Researchers at University College Dublin have merged biological information and mathematical models to deliver the ultimate in personalised medicine, a computer programme that can predict how an individual will respond to medical treatments.
** See www.ucd.ie/thinkbigger/research **
[Producers: Dominic Martella & Lisa Flannery (University College Dublin). Filmed by Tiny Ark on location at University College Dublin, Ireland.]
The Systems Biology Ireland lab at UCD developed models that are based on a person’s own biochemistry. Once integrated with a computer algorithm the team led by Professor Walter Kolch can predict with a high degree of accuracy how a person will respond to various treatments.
The work has been underway at UCD for five or six years and has focused on picking apart the complex interactions that take place between our cells. “We are trying to understand the communications network in the human body,” he says.
Many diseases occur when a fault occurs in the complex inter-cellular communications system. “We use computational methods to investigate this network and when used with biological information we can simulate a lot of this on the computer and simulate what is going wrong,” Kolch explains. “People are really excited because you can feel that motivation of doing work which nobody has done before.”
“It will revolutionise the way we go about providing medical treatments,” he says.
In effect it creates a computer model that mimics the way an individual’s cells would work. With the bio-silico model it becomes possible to test treatment options, decide on what drugs to use and know when a commonly used treatment might not work.

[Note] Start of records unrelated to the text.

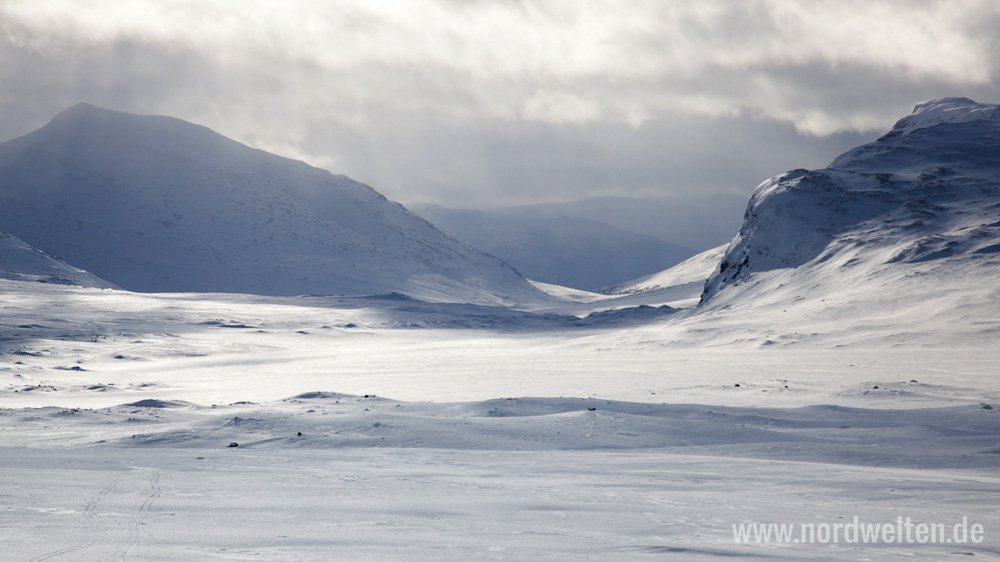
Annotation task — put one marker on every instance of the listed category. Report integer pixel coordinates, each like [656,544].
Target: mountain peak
[158,204]
[943,110]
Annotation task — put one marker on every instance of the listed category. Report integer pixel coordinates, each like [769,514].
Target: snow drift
[156,204]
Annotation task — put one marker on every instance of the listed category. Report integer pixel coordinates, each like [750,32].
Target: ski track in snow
[850,373]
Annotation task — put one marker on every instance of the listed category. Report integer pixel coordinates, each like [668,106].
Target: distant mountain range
[570,251]
[156,204]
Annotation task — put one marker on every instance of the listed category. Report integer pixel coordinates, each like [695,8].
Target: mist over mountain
[156,204]
[699,221]
[569,251]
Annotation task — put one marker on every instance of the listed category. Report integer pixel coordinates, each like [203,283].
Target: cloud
[490,102]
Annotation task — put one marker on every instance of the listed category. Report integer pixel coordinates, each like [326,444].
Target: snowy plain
[840,367]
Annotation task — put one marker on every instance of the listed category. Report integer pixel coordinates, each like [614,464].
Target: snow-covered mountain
[692,271]
[156,204]
[569,251]
[21,262]
[903,229]
[699,221]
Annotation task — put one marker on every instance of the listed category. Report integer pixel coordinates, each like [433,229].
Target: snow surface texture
[158,204]
[21,262]
[847,373]
[368,429]
[569,251]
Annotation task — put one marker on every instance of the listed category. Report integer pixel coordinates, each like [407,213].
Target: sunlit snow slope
[899,232]
[569,251]
[158,204]
[21,262]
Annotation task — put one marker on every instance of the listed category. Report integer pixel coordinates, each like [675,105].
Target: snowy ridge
[156,204]
[695,269]
[944,110]
[21,262]
[570,251]
[892,234]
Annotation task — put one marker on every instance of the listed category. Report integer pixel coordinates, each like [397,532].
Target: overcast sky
[480,103]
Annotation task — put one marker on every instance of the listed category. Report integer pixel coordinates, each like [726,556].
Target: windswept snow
[21,262]
[569,251]
[840,368]
[944,110]
[906,227]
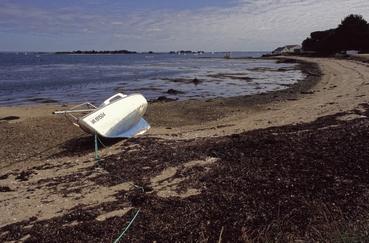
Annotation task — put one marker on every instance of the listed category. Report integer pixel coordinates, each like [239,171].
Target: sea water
[47,77]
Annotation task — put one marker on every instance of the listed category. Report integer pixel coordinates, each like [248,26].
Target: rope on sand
[125,230]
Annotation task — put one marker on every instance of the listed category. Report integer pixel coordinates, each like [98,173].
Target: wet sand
[202,162]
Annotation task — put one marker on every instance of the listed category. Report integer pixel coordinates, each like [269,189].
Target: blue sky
[164,25]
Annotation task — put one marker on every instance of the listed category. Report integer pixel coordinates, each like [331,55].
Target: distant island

Studies have shown that the patient response rate for the world’s top 10 drugs only runs at between 10 and 30 per cent, he says. “That means 70 to 90 per cent of those who take those drugs don’t do any better, they just get the side effects,” Kolch says. “We can use computations to make a personal patient model and then make the right drug choices for them.”
The important thing is Kolch and his team already have good data showing that the approach works. They produced a model for a childhood brain tumour called neuroblastoma and then used biological data from 700 patients. “We used this model to find high risk patients who could not previously be identified,” he says. These are the patients who require aggressive high dose chemo, an approach that would have caused serious but unnecessary side effects in those outside this high risk group. His models reached accuracy rates in the 90 per cent range, he says.
The team started working with a clinic in Mainz, Germany, looking at children who had resisted all treatments and had moved into hospice care. But Kolch’s models were able to identify different chemo options that would not have been used in the past in these children. Kolch is now looking to set up a similar collaboration with Our Lady’s Hospital for Sick Children, Crumlin, working with Prof. Owen Smith CBE, Professor of Paediatrics.
A more accurate diagnosis is a key reason for developing this bio-silico approach but it is not the only one. The models can identify the best treatment options for an individual before any drugs are introduced and can help predict what the most likely patient outcome will be. It will also assist in choosing a treatment option with the lowest possible side effects.
It also provides a way to cut the cost of health care, Kolch argues. Many of the compounds used to treat cancer are extremely expensive and are applied generally, even though a person may not gain sufficient benefit from their use.